Once the grapes have matured, half of the Marzemino bunches are harvested exclusively by hand, checked and delicately placed in special small crates to begin the drying period in cellars at a controlled temperature and humidity. The grapes further evolve and mature for several months and through the natural drying process they develop notes and scents that will give the wine harmony and richness. For the other half of the clusters, we wait for maximum, natural ripening before the rains arrive, and then they are harvested by hand and pressed.
The fresh grapes undergo a very slow and gentle crushing, so as not to only partially break the berrie in order to prolong the subsequent fermentation. The crushing of the dried grapes takes place in late autumn, after months of drying in the drying lofts. Given the firmness of the berries, they are 'shelled': the little juice that is released will be the base on which the yeasts will begin their very slow fermentation.

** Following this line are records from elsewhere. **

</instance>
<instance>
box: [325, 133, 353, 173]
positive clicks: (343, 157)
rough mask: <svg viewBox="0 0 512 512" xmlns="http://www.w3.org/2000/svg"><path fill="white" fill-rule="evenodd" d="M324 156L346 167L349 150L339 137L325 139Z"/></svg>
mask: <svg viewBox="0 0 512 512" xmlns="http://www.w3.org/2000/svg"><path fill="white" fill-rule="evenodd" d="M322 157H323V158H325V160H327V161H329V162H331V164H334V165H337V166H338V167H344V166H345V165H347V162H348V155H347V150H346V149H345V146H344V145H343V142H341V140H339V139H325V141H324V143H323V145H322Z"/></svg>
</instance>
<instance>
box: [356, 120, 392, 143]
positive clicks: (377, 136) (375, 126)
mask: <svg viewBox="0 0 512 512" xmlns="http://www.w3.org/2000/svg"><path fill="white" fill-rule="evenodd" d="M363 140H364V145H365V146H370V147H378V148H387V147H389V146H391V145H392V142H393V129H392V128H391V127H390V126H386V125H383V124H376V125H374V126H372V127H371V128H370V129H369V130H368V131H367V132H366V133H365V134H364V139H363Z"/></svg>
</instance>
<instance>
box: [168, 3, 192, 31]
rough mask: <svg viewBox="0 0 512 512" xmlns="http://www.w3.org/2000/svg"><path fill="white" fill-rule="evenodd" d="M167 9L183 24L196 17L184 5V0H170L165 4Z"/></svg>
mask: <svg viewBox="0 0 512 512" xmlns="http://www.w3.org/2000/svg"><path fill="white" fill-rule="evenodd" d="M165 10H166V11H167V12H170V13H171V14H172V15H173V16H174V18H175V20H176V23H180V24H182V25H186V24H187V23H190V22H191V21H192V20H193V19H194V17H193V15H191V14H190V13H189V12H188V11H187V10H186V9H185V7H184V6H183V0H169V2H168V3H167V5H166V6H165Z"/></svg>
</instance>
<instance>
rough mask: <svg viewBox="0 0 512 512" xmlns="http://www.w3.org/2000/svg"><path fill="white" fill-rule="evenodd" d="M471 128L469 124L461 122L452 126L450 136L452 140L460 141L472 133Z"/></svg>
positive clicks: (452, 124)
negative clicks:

Fermentation of the fresh grapes: following two nights' rest at 8°C, the crushed grapes are inoculated with specific yeasts that will enhance the organoleptic characteristics typical of the variety. Fermentation is slow, at a controlled temperature and pumping over is brief but frequent. Fermentation of the raisins: the addition of the selected yeasts takes place immediately, although the temperature of the must is rather low given the season (7-9°C). Fermentation is very slow and can last up to weeks. During this period the wine extracts the best components from the skins and seeds, enhancing its structure and aromatic richness and character.
After malolactic fermentation, the two components rest and sediment settles for a few months before being transferred to oak barrels. The various components are then combined to prepare for bottling and the subsequent phase of refinement occurs in the bottle.
A wine boasting a unique and recognisable personality, it expresses itself with an intriguing aromatic profile that ranges from ripe and warm fruit, tending to passito aromas such as plum and morello cherry, to a spiciness of eucalyptus and coriander with balsamic and almond notes. The palate is offered a dense but delicate structure and its fruity freshness in the aftertaste makes it a great red.